Selenium–is a mineral that works as an anti-inflammatory to speed up wound healing and recovery.
Vitamin C–or ascorbic acid, acts an antioxidant to support the immune system and speed up recovery.
Vitamin A–is composed of fat soluble compounds that can help stave off infection and speed up the recovery process.
Do you need to rest up afterwards and for how many days?
You may have drainage tubes, which will be removed in a few days. You may need to wear a surgical bra as you heal. You’ll need to take it easy for a few days after your breast augmentation surgery. For instance, you shouldn’t do any heavy lifting for up to six weeks after getting your implants.
Breast Augmentation Recovery: Immediately After Surgery (Day One)
Breast augmentation surgery generally takes from 2 to 3 hours and is performed as an outpatient procedure at an accredited surgery center. After surgery, you are placed in a recovery room, supervised by medical staff as you awake from general anesthesia. You will feel fatigued and want to sleep.
Sleep in an inclined position: Sleep on your back (at about a 30-degree angle) after surgery, while significant swelling remains. Purchase a specially designed wedge pillow, prop yourself up with a few bed pillows or sleep in a recliner chair.
Breast Augmentation: Recovery: Day Two
You will be wearing a medical compression bra to support your breasts over the bandages covering your breast augmentation incisions. The garment will help to minimize swelling and avoid placing stress on your stitches by limiting breast movement. Small, thin tubes will be in place under your skin to drain excess body fluids or blood for the first day up to 48 hours. Your chest may feel tight due to swelling, which is normal and will gradually improve.

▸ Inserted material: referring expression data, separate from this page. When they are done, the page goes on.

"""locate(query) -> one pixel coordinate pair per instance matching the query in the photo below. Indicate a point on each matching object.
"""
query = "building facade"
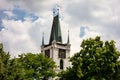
(56, 49)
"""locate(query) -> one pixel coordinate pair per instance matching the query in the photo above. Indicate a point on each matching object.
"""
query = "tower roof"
(56, 30)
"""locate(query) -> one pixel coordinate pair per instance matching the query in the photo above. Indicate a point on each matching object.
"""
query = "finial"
(68, 41)
(43, 39)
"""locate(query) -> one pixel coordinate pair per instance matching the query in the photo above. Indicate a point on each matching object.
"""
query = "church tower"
(56, 49)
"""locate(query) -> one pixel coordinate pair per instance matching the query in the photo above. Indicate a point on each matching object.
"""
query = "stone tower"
(56, 49)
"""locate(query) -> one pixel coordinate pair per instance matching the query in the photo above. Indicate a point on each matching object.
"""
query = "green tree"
(97, 60)
(4, 61)
(37, 66)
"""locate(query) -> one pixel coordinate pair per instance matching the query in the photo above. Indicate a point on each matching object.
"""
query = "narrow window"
(61, 64)
(47, 53)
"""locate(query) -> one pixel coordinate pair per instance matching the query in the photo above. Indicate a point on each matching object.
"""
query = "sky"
(22, 22)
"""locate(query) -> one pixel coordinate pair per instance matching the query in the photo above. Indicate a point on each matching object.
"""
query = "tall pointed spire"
(68, 41)
(56, 30)
(43, 39)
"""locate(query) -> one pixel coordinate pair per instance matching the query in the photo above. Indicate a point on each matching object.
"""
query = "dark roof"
(56, 30)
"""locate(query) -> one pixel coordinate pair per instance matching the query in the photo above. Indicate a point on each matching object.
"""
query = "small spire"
(43, 39)
(68, 41)
(56, 10)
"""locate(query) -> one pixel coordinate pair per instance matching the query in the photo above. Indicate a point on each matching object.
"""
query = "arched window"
(61, 64)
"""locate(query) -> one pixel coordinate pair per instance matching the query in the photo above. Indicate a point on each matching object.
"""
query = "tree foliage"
(97, 60)
(37, 66)
(26, 67)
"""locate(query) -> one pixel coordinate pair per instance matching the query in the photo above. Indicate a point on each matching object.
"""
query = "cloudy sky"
(22, 22)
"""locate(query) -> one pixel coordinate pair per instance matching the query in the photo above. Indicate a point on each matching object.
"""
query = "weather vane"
(56, 10)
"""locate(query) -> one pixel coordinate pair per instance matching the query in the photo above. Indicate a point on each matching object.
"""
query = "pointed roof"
(56, 30)
(68, 41)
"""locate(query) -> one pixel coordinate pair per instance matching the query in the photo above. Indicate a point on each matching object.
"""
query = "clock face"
(62, 53)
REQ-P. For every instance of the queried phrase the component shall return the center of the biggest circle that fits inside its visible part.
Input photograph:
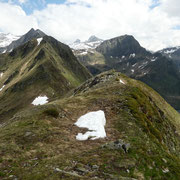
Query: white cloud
(153, 28)
(14, 19)
(22, 1)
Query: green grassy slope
(31, 70)
(39, 143)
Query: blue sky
(30, 5)
(154, 23)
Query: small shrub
(52, 112)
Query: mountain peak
(77, 41)
(93, 38)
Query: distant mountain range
(160, 70)
(6, 39)
(125, 55)
(45, 91)
(40, 66)
(84, 47)
(18, 41)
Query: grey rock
(95, 167)
(118, 144)
(28, 134)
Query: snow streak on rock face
(6, 39)
(39, 40)
(95, 122)
(121, 81)
(40, 100)
(2, 88)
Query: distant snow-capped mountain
(90, 44)
(6, 39)
(171, 52)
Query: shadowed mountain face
(125, 55)
(39, 67)
(23, 39)
(172, 53)
(142, 131)
(121, 46)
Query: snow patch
(40, 100)
(2, 88)
(4, 51)
(132, 55)
(166, 170)
(39, 41)
(134, 65)
(83, 53)
(121, 81)
(170, 51)
(153, 59)
(95, 122)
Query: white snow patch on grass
(39, 40)
(40, 100)
(154, 59)
(121, 81)
(95, 122)
(166, 170)
(2, 88)
(132, 55)
(83, 53)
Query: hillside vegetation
(40, 142)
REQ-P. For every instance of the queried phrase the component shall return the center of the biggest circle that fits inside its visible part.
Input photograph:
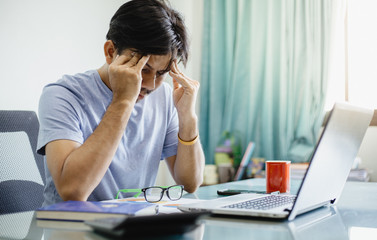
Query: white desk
(354, 217)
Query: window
(353, 70)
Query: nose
(149, 81)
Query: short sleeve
(58, 117)
(171, 138)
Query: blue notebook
(81, 210)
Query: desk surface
(354, 217)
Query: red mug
(278, 176)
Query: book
(245, 161)
(66, 225)
(86, 210)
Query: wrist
(188, 143)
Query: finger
(134, 60)
(179, 78)
(174, 68)
(124, 57)
(175, 84)
(143, 60)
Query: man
(107, 129)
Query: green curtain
(264, 73)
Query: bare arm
(77, 169)
(188, 165)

Pain medicine: Following your breast augmentation surgery, you will have some discomfort and you may take prescription pain medication the first week after your surgery. Bandages and drains will be removed on your first follow-up visit.
Taking a shower: Once your sutures are removed (and your surgeon gives permission) you can shower. This is usually after a day or two.
Breast Augmentation Recovery: The First Week
You will continue wearing a compression bra, 24 hours a day during your breast augmentation recovery period. Be sure to carefully avoid any impact to your chest throughout the healing and recovery process. Your breasts may feel hard and you’ll experience occasional painful twinges, which may persist for a few weeks.
Driving: Don’t drive until after you have stopped taking prescription pain medication. Postpone driving for as long you can to avoid putting a strain on your incisions.
Communication: Call your surgeon if you develop a fever, experience excess swelling or pain or if you have any concerns. Do not hesitate to call anytime during recovery and your surgeon will be available to you.
Working: Most women are able to return to work in a week in an office environment after breast augmentation.
Breast Augmentation Recovery: Weeks Two through Six
Removal of stitches: Your stitches will be removed in 2 to 3 weeks or may be absorbable.
Exercising: You may perform light exercise after about three weeks.
Strenuous exercise: Do not lift anything over your head and avoid serious workouts for six weeks. Wear a stretchy but supportive sports bra during exercise.
First menstrual period: The first period after breast implant surgery may cause pain and swelling in the breasts.